Tornando a fatti prosaici, ogni giovedì e sabato mattina, in Piazza San Benedetto, c’è un variopinto mercato agricolo: bancarelle di verdure, latticini e insaccati, dolci e liquori.
Il centro è costellato di locali e piccoli negozi imperdibili ma anche il Benediktinermarkt esercita un richiamo sugli “sopping addicted”cui non si riesce a resistere. Prodotti regionali proposti dagli agricoltori del luogo e le specialità portate dai mercanti italiani e sloveni tornano a ricordarci il “crocevia di culture”.
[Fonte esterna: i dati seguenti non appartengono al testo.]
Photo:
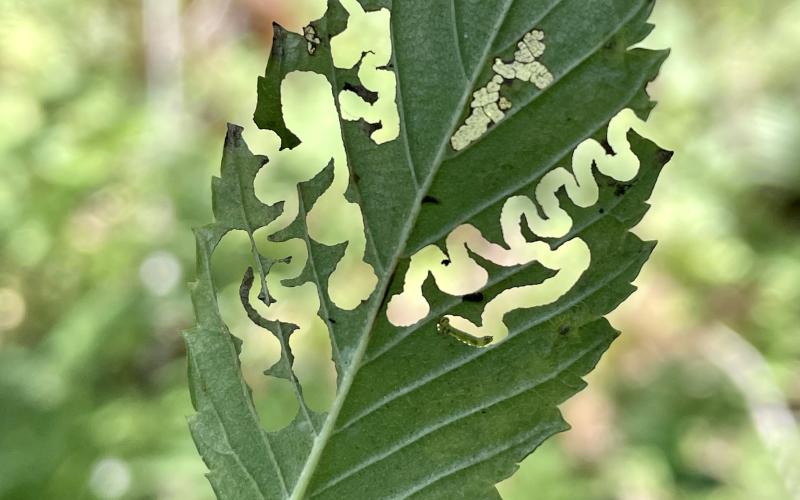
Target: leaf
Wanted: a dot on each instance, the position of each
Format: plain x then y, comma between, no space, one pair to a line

Il Wörthersee è fonte inesauribile di visite, spunti, scorci, attività sportive e non.
Maratone, Ironman Austria, United World Games, sono solo alcune delle attività, cui si affiancano due premiati green a 18 buche: Klagenfurt-Seltenheim e Dellach am Wörthersee. Se volete accontentare i bambini, Minimundus, il microcosmo sul Wörthersee, è un parco giochi di 26mila metri quadri in cui è possibile ammirare i monumenti più importanti del mondo riprodotti in scala 1:25.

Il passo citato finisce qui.